Public static functions
- static void get_feature_jacobian_representation(State* state, UpdaterHelperFeature& feature, Eigen::Matrix<double, 3, 3>& H_f, std::vector<Eigen::Matrix<double, 3, Eigen::Dynamic>>& H_x, std::vector<Type*>& x_order)
- This gets the feature and state Jacobian in respect to the feature representation.
- static void get_feature_jacobian_intrinsics(State* state, const Eigen::Vector2d& uv_norm, bool isfisheye, Eigen::Matrix<double, 8, 1> cam_d, Eigen::Matrix<double, 2, 2>& dz_dzn, Eigen::Matrix<double, 2, 8>& dz_dzeta)
- This will compute the Jacobian in respect to the intrinsic calibration parameters and normalized coordinates.

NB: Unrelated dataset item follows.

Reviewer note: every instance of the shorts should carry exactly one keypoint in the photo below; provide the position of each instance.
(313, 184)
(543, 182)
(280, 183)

- static void get_feature_jacobian_full(State* state, UpdaterHelperFeature& feature, Eigen::MatrixXd& H_f, Eigen::MatrixXd& H_x, Eigen::VectorXd& res, std::vector<Type*>& x_order)
- Will construct the "stacked" Jacobians for a single feature from all its measurements.

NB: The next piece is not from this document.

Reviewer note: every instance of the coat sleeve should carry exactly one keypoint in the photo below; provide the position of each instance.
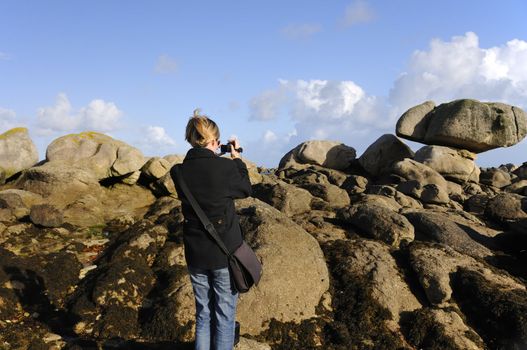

- static void nullspace_project_inplace(Eigen::MatrixXd& H_f, Eigen::MatrixXd& H_x, Eigen::VectorXd& res)
- This will project the left nullspace of H_f onto the linear system.
- static void measurement_compress_inplace(Eigen::MatrixXd& H_x, Eigen::VectorXd& res)
- This will perform measurement compression.
Function documentation
static void ov_msckf::
This gets the feature and state Jacobian in respect to the feature representation.
| Parameters | |
|---|---|
| state in | State of the filter system |
| feature in | Feature we want to get Jacobians of (must have feature means) |
| H_f out | Jacobians in respect to the feature error state |
| H_x out | Extra Jacobians in respect to the state (for example anchored pose) |
| x_order out | Extra variables our extra Jacobian has (for example anchored pose) |
static void ov_msckf::
This will compute the Jacobian in respect to the intrinsic calibration parameters and normalized coordinates.
| Parameters | |
|---|---|
| state | State of the filter system |
| uv_norm | Normalized image coordinates |
| isfisheye | If this feature is for a fisheye model |
| cam_d | Camera intrinsics values |
| dz_dzn | Derivative in respect to normalized coordinates |
| dz_dzeta | Derivative in respect to distortion paramters |
static void ov_msckf::
Will construct the "stacked" Jacobians for a single feature from all its measurements.
| Parameters | |
|---|---|
| state in | State of the filter system |
| feature in | Feature we want to get Jacobians of (must have feature means) |
| H_f out | Jacobians in respect to the feature error state |
| H_x out | Extra Jacobians in respect to the state (for example anchored pose) |
| res out | Measurement residual for this feature |
| x_order out | Extra variables our extra Jacobian has (for example anchored pose) |
static void ov_msckf::
This will project the left nullspace of H_f onto the linear system.
| Parameters | |
|---|---|
| H_f | Jacobian with nullspace we want to project onto the system [res = Hx*(x-xhat)+Hf(f-fhat)+n] |
| H_x | State jacobian |
| res | Measurement residual |
Please see the MSCKF Nullspace Projection for details on how this works. This is the MSCKF nullspace projection which removes the dependency on the feature state. Note that this is done in place so all matrices will be different after a function call.
static void ov_msckf::
This will perform measurement compression.
| Parameters | |
|---|---|
| H_x | State jacobian |
| res | Measurement residual |
Please see the Measurement Compression for details on how this works. Note that this is done in place so all matrices will be different after a function call.